Christopher Rhoades Dÿkema:
> These perceptions are accurate enough, but remember they are dated and
> becoming irrelevant.
> ...
> Doctors increasingly are proletarianized. This is the website for an
> organizing committee at a major hospital. These are not interns and
> residents either.
>
> http://www.4prn.org/montefiore/attendings.html
>
> There is much to criticize about medicine, and some of the examples you
> cited continue to be accurate, but the notion of the profiteering
> physician is becoming an anachronism.

I've heard about this, but I haven't seen it. The last time I visited a doctor, I had to wait two or three hours (a charge, and an important one for people who have to work), I got five minutes of attention, and was charged two or three hundred dollars. A friend of mine, who had a few warts removed, work taking less than a minute, was billed $1250. The physicians themselves may not be receiving the money, but somebody is, and the proportion of the GDP which is poured into the medical system for mediocre results its a subject of scandal among those who bother to know about it.
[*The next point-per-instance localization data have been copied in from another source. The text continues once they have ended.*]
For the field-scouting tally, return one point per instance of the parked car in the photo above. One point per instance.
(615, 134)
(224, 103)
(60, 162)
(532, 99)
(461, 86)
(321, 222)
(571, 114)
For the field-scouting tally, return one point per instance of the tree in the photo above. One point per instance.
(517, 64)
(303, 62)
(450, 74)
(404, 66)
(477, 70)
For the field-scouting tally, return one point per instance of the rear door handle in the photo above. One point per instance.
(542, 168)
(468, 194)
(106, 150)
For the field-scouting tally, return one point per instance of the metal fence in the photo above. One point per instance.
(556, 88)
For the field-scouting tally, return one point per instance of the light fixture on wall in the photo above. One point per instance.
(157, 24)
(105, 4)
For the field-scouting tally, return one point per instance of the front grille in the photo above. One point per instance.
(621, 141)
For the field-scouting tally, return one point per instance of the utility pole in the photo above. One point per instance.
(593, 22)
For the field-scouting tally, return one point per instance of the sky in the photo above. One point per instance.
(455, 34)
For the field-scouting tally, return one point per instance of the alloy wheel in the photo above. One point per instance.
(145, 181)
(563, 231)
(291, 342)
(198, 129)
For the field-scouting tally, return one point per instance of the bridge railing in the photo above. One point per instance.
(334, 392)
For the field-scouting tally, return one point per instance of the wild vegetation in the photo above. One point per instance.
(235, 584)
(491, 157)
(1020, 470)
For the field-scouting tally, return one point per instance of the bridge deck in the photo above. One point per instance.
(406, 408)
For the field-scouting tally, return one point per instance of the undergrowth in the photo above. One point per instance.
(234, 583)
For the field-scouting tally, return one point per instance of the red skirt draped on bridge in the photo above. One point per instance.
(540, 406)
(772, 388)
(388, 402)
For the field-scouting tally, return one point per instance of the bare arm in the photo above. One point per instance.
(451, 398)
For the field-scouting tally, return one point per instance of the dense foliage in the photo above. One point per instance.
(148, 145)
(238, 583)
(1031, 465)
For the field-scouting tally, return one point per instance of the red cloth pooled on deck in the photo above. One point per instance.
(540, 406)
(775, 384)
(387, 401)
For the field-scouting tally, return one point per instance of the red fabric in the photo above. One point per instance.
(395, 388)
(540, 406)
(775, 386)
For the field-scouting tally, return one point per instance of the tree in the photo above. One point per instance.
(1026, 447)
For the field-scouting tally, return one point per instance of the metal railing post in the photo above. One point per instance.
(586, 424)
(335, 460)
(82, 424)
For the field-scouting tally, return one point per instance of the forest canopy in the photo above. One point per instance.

Whatever doctors are getting, the system is still subject to the laws of capitalism, one of the first of which is short- term profit first, and the Devil take the hindmost. Unions can definitely live with this as long as they can get a piece of the action; they're liberal institutions, that is, groups of people who combine for their own economic advantage. Thus I don't anticipate that proletarianization will necessarily enlighten the profession, especially given the love of orthodoxy rampant in the more traditional Left.

This sort of thing is going to make self-medication and gurus very popular, at least until people notice that alternative medicine is also subject to those same capitalist laws. Oddly, co-op HMOs, which would seem to be a partial answer to the problem, are practically nonexistent except in the state of Wisconsin, I believe. Maybe they're forbidden elsewhere?